Source: press office Presidency of the Chamber of Commerce of Treviso Belluno|Dolomiti
MANUFACTURING HOLDING UP AMID GROWING UNCERTAINTY
Energy costs, raw materials, semi-finished products ballast the recovery. Companies do not lack demand, but production slows down due to supply difficulties. Delivery times are getting longer: in
2019 the average production lead time was around 50 days, today it has risen to around 80 days
Treviso, 20 May 2022
President Mario Pozza’s comment
Two years after the outbreak of the Covid epidemic and two months after the start of the Russian invasion in Ukraine, the outlook for growth worldwide is uncertain – stresses Mario
Pozza, President of the Chamber of Commerce of Treviso and Belluno|Dolomiti – with the interruption of the recovery and adjustment process of the global economy that had characterised
the last period of 2021. The soaring inflation, due to energy price increases, risks compromising the purchasing power of consumers.
Despite this difficult international situation –
Pozza continued – in the first three months of 2022, manufacturing companies in the Treviso area managed to record a
growth in industrial production of +3.5% over the previous quarter (the increase was +5.5% at the end of 2021). For Belluno companies, there is even talk of +8.1%, but as always this figure is
affected by statistical amplification due to the small size of the sample of Belluno companies. But – Pozza immediately dampens enthusiasm – the growth results are also supported by
two factors: the positive legacy of 2021 and a completely unprecedented lengthening of the order portfolio, due to the supply difficulties that prevent companies from meeting production
schedules.
The length of the order backlog – the President explains – is perhaps the indicator that allows us to better understand the paradoxical situation that manufacturing companies in the
Veneto region are experiencing. In the quarter under review, the indicator (in Veneto, as in Treviso) rose to 76 days of assured production (84 days in Belluno), extending order processing times by
at least a month (on average) compared to the first quarter of 2019 (51 days), which we still hold as an ‘ordinary’ term of comparison. And there are sectors such as industrial machinery and
transport equipment (including automotive components) that see their order processing time rise from around 70 days in Q1 2019, to over 110 days today: over six months of work.
The positive climate of confidence shown by companies for the second quarter of 2022 should therefore be read with great caution – warns Pozza – because the forecasts refer to a
short timeframe. The feeling is that inflationary pressures still have a slight impact on the sentiment of Veneto entrepreneurs and that production is still benefiting from the tail end of the
post-Covid recovery. In fact, companies already have orders at home, albeit with all the differences from sector to sector. The problem, if anything, is to be able to fulfil them, not only to
collect, but above all to avoid further deterioration of operating conditions (company costs) with respect to contracts already signed.
This in our view – the President concludes – is the key to contemplating these forward-looking judgements, but if the war continues unabated we will enter a territory in which no one yet
knows what will actually happen. Even in the short term, inflation and energy price rises may have an impact on households’ propensity to consume.

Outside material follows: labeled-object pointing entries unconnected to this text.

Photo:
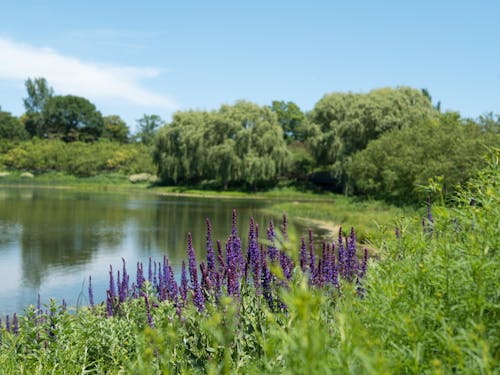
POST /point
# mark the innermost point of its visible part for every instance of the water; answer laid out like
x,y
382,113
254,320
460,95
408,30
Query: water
x,y
52,240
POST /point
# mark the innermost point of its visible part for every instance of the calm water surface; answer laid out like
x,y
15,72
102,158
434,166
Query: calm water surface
x,y
52,240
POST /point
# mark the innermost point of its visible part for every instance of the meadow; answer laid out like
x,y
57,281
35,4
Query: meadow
x,y
427,303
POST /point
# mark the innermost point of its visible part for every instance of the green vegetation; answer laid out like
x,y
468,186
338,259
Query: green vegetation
x,y
445,147
383,144
238,145
428,304
77,158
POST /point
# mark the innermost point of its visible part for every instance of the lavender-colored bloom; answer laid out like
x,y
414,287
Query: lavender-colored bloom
x,y
233,286
364,264
271,247
341,254
284,228
286,264
210,252
155,280
312,257
184,287
303,254
397,232
192,266
254,255
266,284
150,271
206,283
112,288
429,213
351,261
234,229
198,298
218,286
125,283
109,303
38,305
140,277
91,292
148,311
220,258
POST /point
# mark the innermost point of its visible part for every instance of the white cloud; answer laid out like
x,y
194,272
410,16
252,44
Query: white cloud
x,y
73,76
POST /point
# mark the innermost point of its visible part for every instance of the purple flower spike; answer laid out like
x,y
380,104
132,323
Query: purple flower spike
x,y
192,266
91,292
284,228
210,253
109,304
312,258
150,271
140,277
148,311
184,287
271,247
303,254
125,283
112,288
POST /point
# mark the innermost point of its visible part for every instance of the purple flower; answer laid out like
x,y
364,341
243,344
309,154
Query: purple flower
x,y
284,228
112,289
91,292
148,311
271,247
184,287
266,284
210,253
303,254
124,284
150,271
254,255
140,277
312,258
193,272
109,303
198,298
233,285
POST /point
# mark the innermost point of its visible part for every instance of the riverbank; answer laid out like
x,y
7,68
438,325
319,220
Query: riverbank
x,y
324,209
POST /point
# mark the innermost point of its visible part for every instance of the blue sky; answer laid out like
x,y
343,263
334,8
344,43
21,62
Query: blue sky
x,y
131,57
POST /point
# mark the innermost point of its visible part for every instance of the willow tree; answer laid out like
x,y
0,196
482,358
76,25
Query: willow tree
x,y
345,123
240,144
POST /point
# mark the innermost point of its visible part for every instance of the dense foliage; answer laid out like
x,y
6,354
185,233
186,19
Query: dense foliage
x,y
383,144
428,304
347,122
393,166
238,144
76,158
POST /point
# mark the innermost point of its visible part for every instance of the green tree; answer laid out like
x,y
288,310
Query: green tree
x,y
345,123
115,129
392,166
148,126
291,119
240,144
72,118
11,127
39,92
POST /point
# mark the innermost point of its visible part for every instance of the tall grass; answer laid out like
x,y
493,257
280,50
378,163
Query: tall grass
x,y
430,304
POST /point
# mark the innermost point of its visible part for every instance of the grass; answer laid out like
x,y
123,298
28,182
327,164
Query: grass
x,y
430,305
327,210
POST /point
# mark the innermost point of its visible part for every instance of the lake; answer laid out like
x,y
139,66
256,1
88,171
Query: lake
x,y
51,240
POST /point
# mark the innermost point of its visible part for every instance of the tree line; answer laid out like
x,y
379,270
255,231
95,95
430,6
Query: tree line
x,y
382,144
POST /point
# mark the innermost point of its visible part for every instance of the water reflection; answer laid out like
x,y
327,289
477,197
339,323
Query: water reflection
x,y
51,240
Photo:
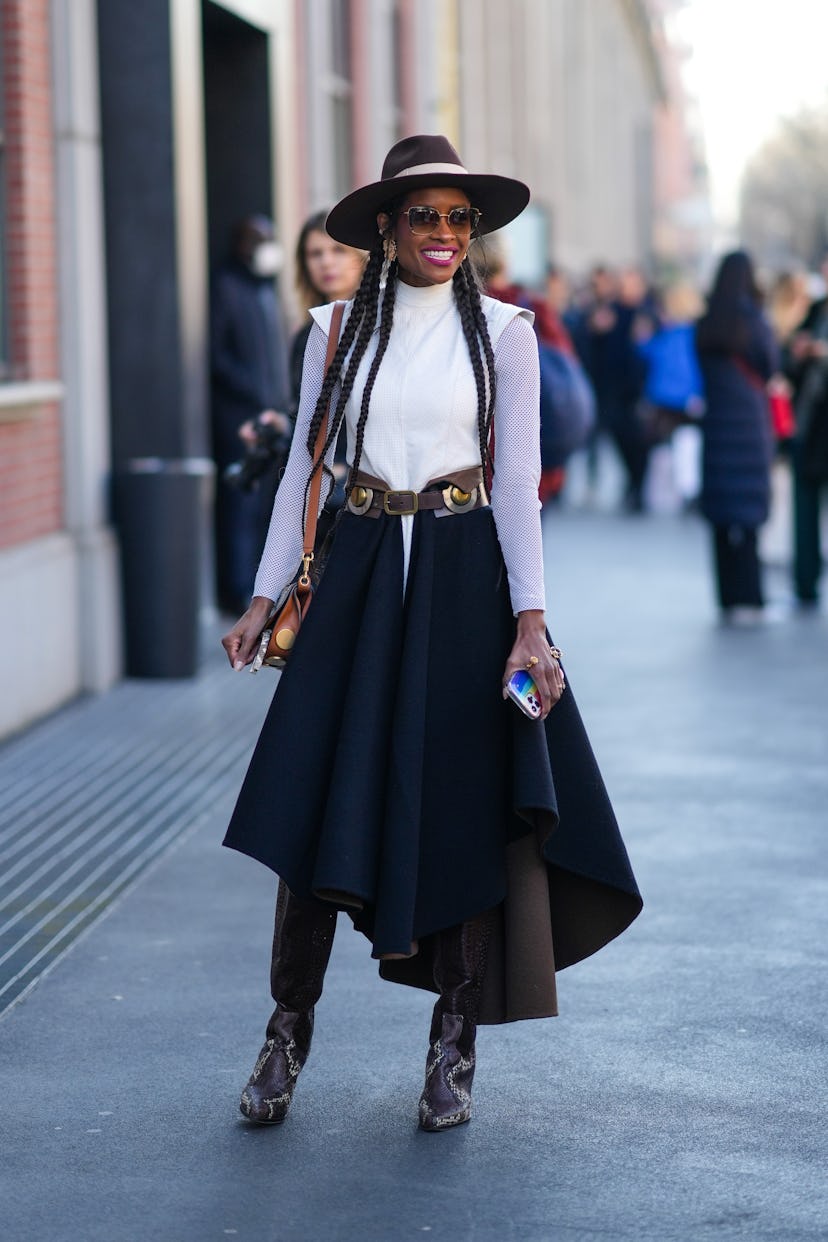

The international and national picture
The first quarter of 2022 brought the world economy yet another strong stress. In January (but it could already be seen in December), the flare-up of the pandemic due to the Omicron variants of
Covid-19 led to further counter measures, differentiated according to the progress of vaccination campaigns in the various countries.
At the end of February, the tensions that had grown in the second half of 2021 culminated in Russia’s invasion of Ukraine, resulting in a humanitarian crisis and heightened problems in the energy
markets, especially in Europe.
Then, in March, new problems emerged in the functioning of supply chains: on the one hand, the Russian-Ukrainian conflict led to shortages in the availability of raw materials and semi-finished
products from that area, with correlated price increases; but a further reduction in the supply of inputs was also caused by the latest wave of Covids that hit China. Confirmation of this dynamic
comes to us from the Baltic Dry Index, which measures the price of sea freight, and which recently rose to over 3000 points, not since November 2021.
It is not surprising, therefore, that the International Monetary Fund’s estimates (World Economic Outlook in April) have been revised downwards compared to the January forecast: global GDP is
estimated to have grown by +3.6% (it was +4.4% in January); in the Eurozone, the growth rate has gone from +3.9% to +2.8%; the estimate for the United States, on the other hand, remains
substantially stable (+3.7%), confirming how the consequences of the war can be decidedly asymmetrical: inflation remains high for this country, currently at 8.3%. The European countries that have
seen their GDP estimates fall the most are Germany and Italy, now positioned on expected growth rates of +2.1% and +2.3% respectively. Both are countries where manufacturing is very important, and
dependence on energy imports from Russia is high, with the German economy heavily influenced by the crisis in the automotive sector, also linked to microchip supply problems.